Il pénétra la forêt avec Ember toujours au-dessus de lui, empruntant ses yeux de temps en temps pour s’assurer qu’il prenait bien la bonne direction. La canopée était assez mince pour que Royce puisse se distinguer entre les arbres. Il s’enfonça plus profondément vers l’intérieur de l’île, se dirigeant vers l’endroit où elle s’ouvrait sur la clairière centrale.

Parmi les arbres, il reconnut beaucoup de plantes familières : des fruits et des racines comestibles laissant deviner que quelqu’un pouvait vivre sur cette île aussi longtemps qu’il le souhaitait sans avoir à la quitter. Royce entendit le bruit d’un cours d’eau proche et en s’y rendant, il trouva de l’eau jaillissant de rochers couverts de mousse. Plus que cela, il découvrit un petit seau rudimentaire placé à côté, évidemment conçu pour recueillir de l’eau. Peut-être l’œuvre de son père ?

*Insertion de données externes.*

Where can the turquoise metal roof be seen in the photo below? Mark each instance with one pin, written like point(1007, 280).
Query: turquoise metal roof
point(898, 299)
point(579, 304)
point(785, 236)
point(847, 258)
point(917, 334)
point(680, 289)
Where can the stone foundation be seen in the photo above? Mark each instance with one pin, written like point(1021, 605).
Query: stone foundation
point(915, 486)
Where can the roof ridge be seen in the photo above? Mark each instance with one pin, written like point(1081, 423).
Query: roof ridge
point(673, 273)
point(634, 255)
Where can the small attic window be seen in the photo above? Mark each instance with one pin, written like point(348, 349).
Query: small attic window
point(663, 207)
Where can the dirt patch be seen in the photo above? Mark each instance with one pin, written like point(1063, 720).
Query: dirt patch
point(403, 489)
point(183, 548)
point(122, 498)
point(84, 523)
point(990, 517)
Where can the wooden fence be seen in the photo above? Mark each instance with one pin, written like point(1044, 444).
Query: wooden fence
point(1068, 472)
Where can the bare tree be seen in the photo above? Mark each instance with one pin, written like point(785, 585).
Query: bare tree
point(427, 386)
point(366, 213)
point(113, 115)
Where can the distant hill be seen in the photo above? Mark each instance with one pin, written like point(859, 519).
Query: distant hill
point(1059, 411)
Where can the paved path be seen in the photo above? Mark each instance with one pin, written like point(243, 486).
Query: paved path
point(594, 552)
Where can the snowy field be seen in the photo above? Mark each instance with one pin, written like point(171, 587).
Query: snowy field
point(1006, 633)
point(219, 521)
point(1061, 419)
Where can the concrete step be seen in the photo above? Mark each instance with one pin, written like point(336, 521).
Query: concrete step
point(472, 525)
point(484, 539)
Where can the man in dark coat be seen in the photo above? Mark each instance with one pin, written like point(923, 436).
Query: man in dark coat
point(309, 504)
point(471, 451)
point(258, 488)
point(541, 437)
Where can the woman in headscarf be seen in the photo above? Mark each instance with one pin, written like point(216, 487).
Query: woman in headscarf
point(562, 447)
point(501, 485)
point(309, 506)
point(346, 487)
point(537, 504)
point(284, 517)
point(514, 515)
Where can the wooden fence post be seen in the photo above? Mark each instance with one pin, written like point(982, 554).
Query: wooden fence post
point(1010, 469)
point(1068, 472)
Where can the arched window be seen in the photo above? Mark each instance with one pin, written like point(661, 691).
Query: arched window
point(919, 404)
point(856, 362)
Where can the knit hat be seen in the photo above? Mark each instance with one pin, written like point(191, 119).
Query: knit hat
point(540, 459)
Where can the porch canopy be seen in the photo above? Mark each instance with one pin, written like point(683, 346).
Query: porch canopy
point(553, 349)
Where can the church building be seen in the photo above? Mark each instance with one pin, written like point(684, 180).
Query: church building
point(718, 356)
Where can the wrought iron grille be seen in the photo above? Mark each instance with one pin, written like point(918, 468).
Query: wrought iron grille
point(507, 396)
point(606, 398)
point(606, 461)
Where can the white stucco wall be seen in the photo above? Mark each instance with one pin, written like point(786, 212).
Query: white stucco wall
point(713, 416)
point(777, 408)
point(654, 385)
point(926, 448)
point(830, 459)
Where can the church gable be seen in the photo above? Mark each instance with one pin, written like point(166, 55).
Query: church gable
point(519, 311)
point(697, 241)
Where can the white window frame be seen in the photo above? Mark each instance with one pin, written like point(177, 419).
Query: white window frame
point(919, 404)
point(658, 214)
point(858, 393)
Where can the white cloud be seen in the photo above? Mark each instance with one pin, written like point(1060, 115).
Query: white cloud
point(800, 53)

Royce osa s’abandonner à l’espoir alors qu’il émergeait des arbres pour s’aventurer dans la vaste clairière herbeuse. L’herbe était courte, conséquence de la présence du troupeau de cerfs, alors qu’il y avait des endroits où il n’y en avait pas du tout, remplacée par de grandes dalles de roche, marquées de symboles et de signes taillés à leurs surfaces. La plupart des cerfs se dispersèrent, courant pour gagner la protection des arbres. Un seul était resté : un cerf plus grand que les autres, ses bois magnifiques, sa fourrure blanche brillant au soleil. Il se cabra, s’acquittant d’un grognement, puis se dirigea en direction des arbres pour rejoindre les autres. Si Royce n’avait pas été persuadé être au bon endroit avant, il le serait à présent.

Maintenant qu’il était dans la grande clairière du cœur de l’île, Royce pouvait voir la cabane qui y avait été construite, abritée au milieu des arbres à la lisière. Elle était de construction relativement simple, mais elle avait l’air solide, construite à partir de troncs d’arbres abattus, coupés et assemblés par des mains qui savaient clairement ce qu’elles faisaient.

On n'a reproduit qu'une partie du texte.